Selon un sondage sur effectué auprès de 530 exportateurs israéliens, un quart craint des mesures de boycott à la suite de la reconnaissance de l’État palestinien par l’ONU. Les exportateurs les plus gros ont le plus de craintes des répercussions de cette reconnaissance.

Selon les analystes, des sociétés internationales pourraient fermer leurs succursales dans le pays, des vagues de limogeages et une hausse des taxes pourraient bien ébranler l’économie israélienne. Pourtant, en haut lieu politique, l’on affiche son assurance et l’on dit ”ne pas craindre une chute de l’économie”.

Le Bureau central des statistiques a indiqué que les exportations israéliennes ont déjà chuté de 14,3% en juillet-août 2011, en rythme annuel. Ce taux est dû à la crise mondiale de la dette qui a entraîné une baisse des commandes européennes et américaines, notamment dans les domaines des produits pharmaceutiques et des composants électroniques.

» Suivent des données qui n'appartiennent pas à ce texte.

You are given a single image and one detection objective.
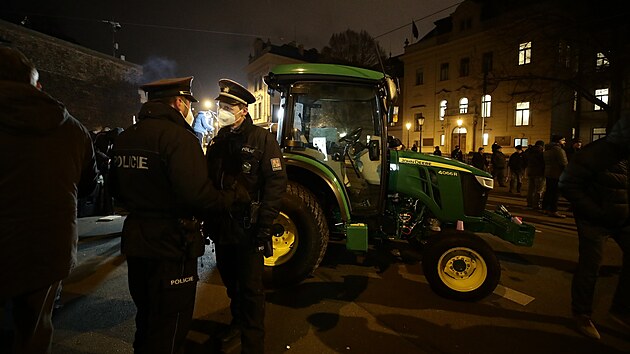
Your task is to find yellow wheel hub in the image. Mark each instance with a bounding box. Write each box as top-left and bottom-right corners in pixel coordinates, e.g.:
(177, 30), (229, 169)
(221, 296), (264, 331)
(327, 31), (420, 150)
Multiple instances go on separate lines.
(437, 247), (488, 292)
(265, 212), (299, 267)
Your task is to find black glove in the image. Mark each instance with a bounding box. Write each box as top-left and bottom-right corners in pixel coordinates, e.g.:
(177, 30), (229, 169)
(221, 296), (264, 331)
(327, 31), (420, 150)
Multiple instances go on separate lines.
(256, 225), (273, 257)
(223, 181), (252, 210)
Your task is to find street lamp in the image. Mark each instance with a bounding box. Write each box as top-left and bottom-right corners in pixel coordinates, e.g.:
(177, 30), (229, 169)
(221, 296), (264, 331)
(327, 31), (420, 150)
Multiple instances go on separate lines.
(457, 119), (464, 149)
(203, 100), (212, 111)
(417, 113), (424, 152)
(101, 20), (122, 58)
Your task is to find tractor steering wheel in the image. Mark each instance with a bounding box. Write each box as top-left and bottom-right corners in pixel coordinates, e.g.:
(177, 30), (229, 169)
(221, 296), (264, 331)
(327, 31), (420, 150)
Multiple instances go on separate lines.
(340, 127), (363, 145)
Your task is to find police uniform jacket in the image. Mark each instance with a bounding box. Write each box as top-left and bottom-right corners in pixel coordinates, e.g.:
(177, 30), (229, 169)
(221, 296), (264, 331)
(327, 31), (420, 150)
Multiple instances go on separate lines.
(110, 101), (223, 259)
(204, 114), (287, 245)
(0, 81), (97, 298)
(558, 118), (630, 228)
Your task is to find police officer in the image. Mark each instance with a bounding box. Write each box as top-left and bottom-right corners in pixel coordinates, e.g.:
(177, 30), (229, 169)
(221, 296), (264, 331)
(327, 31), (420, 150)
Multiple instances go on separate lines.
(110, 77), (249, 353)
(204, 79), (287, 353)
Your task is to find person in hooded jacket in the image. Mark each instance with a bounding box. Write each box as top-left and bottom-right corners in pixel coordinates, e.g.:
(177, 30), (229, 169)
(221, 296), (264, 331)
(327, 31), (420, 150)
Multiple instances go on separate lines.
(110, 76), (249, 354)
(204, 79), (287, 353)
(0, 47), (98, 353)
(525, 140), (545, 210)
(559, 116), (630, 339)
(542, 134), (568, 218)
(491, 145), (507, 187)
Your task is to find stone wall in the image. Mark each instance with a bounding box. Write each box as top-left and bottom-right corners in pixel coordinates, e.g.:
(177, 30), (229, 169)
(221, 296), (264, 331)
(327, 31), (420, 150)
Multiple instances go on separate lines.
(0, 20), (142, 130)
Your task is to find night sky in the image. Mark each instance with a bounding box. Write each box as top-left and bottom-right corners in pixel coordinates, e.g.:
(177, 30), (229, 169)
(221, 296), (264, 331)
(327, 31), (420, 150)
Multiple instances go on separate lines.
(0, 0), (462, 105)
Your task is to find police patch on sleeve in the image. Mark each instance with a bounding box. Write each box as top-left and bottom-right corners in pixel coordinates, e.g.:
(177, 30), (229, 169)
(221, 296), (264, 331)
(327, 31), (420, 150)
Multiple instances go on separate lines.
(269, 157), (282, 171)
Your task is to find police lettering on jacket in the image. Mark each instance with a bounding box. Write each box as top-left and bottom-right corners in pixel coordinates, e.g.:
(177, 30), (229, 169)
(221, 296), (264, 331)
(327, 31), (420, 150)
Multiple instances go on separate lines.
(114, 155), (149, 170)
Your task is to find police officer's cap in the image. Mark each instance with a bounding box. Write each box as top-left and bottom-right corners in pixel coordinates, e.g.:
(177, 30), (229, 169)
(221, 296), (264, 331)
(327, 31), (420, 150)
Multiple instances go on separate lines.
(216, 79), (256, 105)
(140, 76), (198, 102)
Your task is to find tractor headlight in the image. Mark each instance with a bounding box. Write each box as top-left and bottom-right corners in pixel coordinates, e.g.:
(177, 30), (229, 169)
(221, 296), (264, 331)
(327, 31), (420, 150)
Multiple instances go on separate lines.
(475, 176), (494, 189)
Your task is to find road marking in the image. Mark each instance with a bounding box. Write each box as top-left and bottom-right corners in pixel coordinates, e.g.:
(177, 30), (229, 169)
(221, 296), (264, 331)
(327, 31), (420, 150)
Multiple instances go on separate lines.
(494, 284), (535, 306)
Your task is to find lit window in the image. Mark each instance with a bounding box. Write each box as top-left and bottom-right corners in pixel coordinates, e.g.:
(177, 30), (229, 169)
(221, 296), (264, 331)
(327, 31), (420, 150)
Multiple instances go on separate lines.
(481, 95), (492, 118)
(440, 63), (448, 81)
(459, 97), (468, 114)
(515, 102), (530, 127)
(481, 52), (492, 73)
(518, 42), (532, 65)
(596, 52), (610, 69)
(416, 68), (424, 86)
(593, 128), (606, 141)
(514, 138), (528, 148)
(459, 58), (470, 77)
(593, 88), (608, 111)
(440, 100), (446, 120)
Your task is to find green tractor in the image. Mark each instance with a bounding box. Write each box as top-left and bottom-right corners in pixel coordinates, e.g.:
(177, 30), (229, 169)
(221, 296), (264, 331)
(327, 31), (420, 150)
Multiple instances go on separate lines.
(264, 64), (535, 301)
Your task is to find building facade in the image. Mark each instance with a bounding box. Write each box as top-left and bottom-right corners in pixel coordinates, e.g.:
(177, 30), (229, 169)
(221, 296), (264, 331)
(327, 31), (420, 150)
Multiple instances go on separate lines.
(246, 0), (630, 154)
(399, 0), (627, 153)
(0, 20), (143, 131)
(245, 38), (318, 124)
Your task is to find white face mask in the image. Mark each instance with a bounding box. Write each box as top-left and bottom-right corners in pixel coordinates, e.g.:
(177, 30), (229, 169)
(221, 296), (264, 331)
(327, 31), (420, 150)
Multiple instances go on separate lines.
(217, 108), (236, 128)
(184, 109), (195, 127)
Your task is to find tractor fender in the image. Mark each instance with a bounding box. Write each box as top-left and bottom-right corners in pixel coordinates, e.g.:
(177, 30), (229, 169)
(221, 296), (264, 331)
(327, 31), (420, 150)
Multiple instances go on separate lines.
(284, 154), (351, 222)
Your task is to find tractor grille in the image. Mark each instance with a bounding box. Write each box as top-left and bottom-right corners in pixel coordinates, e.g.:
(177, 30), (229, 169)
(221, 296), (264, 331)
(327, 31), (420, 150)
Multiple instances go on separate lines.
(460, 173), (490, 216)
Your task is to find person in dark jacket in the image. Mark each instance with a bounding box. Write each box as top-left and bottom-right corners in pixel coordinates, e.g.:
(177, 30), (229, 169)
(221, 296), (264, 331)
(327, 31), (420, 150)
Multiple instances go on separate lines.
(559, 116), (630, 339)
(492, 144), (507, 187)
(525, 140), (545, 210)
(0, 47), (98, 353)
(564, 138), (582, 162)
(110, 77), (249, 353)
(472, 147), (488, 171)
(451, 145), (464, 161)
(508, 145), (527, 194)
(542, 135), (568, 218)
(204, 79), (287, 353)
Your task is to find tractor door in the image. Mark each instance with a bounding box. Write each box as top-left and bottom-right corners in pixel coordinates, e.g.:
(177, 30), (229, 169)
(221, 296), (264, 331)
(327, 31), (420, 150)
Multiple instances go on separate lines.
(285, 82), (385, 215)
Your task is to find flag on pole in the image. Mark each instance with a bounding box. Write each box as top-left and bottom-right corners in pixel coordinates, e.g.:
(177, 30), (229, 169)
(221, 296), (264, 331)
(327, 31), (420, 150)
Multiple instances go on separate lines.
(411, 20), (418, 39)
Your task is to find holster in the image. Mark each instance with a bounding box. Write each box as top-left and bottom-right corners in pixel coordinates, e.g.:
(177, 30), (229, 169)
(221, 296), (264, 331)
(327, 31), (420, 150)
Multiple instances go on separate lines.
(178, 218), (206, 259)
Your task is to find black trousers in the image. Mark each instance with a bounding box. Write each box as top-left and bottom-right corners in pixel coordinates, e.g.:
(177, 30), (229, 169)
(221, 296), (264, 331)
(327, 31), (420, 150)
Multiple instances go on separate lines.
(2, 281), (61, 354)
(571, 218), (630, 316)
(215, 245), (265, 353)
(127, 257), (198, 354)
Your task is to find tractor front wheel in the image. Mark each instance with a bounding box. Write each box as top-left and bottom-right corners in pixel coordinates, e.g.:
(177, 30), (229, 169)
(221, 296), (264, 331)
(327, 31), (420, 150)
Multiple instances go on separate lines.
(263, 182), (329, 288)
(422, 230), (501, 301)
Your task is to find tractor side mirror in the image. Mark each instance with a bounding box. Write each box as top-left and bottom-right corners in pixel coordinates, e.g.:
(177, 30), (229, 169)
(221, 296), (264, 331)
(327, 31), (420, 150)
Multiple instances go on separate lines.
(368, 140), (381, 161)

Pour la première fois depuis la fin 2008, la balance des paiements israélienne est en déficit de 600 millions de shekels. L’explication : Israël vend moins de biens et de services et en achète plus.

La Banque centrale d’Israël a revu ce jeudi 22 septembre 2011 à la baisse ses prévisions de croissance économique à 3,9% au lieu des 4,7%, prévus avant la crise.

La Banque d’Israël a récemment modifié ses prévisions d’inflation pour 2012, sur fond de dégradation de l’économie mondiale. Elle table pour l’an prochain sur un taux d’inflation de 2,5% et pour cette année sur un taux de 2,7%. Le taux directeur moyens devrait être maintenu à 3,3% en 2011 et 2012.

Le gouverneur de la Banque d’Israël, Stanley Fischer, a indiqué le 18 septembre 2011 que ”la situation mondiale est très difficile. La différence par rapport à la crise économique de 2008 c’est que tout le monde a déjà utilisé la plupart de ses munitions”. ”Les marchés sont certains que l’Irlande et la Grèce n’arriveront pas à rembourser leurs dettes”, a-t-il ajouté, alors qu’il s’apprête à participer à la conférence annuelle du FMI et de la Banque mondiale.

A la veille de la réunion du FMI, le gouverneur de la Banque centrale d’Israël, Stanley Fischer s’est dit soucieux de la situation crise avec les Palestiniens et avec la Turquie. « Nous devons être prêts à toute éventualité, en particulier dans le domaine des finances », a-t-il déclaré, estimant toutefois qu’Israël disposait de « tous les moyens d’affronter la crise avec succès ».

En parallèle, le FMI a estimé que plusieurs pays de la région devront pâtir des troubles actuels, dont la Syrie, qui affichera, selon l’institution, une croissance négative cette année de -2 %.